Functional Capacity of Neonatal Mammalian Myocardial Cells during Aging in Tissue Culture

  • Frederick H. Kasten
Part of the Advances in Experimental Medicine and Biology book series (AEMB, volume 53)


Human aging accompanied by a logarithmic increase in death rate from disease, especially from cardiovascular disorders and decreased efficiency in homeostatic mechanisms. Comfort (1) speculates that, is throughout life man had the same resistance to stress and disease as at age 20, one-half of us could expect to live to the age of 700. Heart diseases are the leading causes of death in people over the age of 55. Since the best way to prolong life in humans is to remove the pathologic causes of death, it would be the most effective course ofaction. The heart is responsive to a multiplicity of external influences impinging on it through the circulation and by the nervous system.
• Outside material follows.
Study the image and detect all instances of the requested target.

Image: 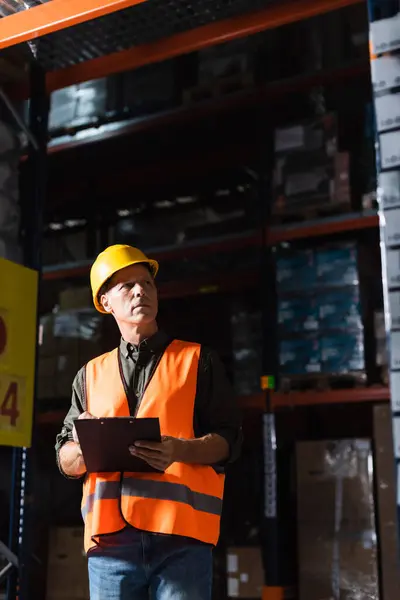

Within the heart, self-regulation occurs by means of pacemaker tissue and the Purkinje fiber system (2). Because of these factors which complicate studies of the cellular changes of myocardial cells during aging, we have chosen to work with ventricular newborn rat heart cells in culture as an experimental model. The initial studies on this material were made by Harary and Farley (3) and later by Mark and Strasser (4). We find that the individual myocardial cells are self-contracting units which rapidly link up in vitro to form beating networks. In long-term primary cultures which are kept as long as 100 days, these networks aggregate during this period and produce “mini-hearts” and fibers which are visible to the eye. Cultured cells can be sucessfully stored at liquid nitrogen temperature and recultured several times. These and other results were presented at the meeting, partly in the form of two 16 mm movie films --- “Mitosis and Differentiated Properties of Mammalian Myocardial Cells in Culture”, and “Contractile Behavior of Myocardial Cells In Vitro”. For the purpose of documentation, still photomicrographs, which are based on the same biological material as that employe- in the films, are used in the manuscript.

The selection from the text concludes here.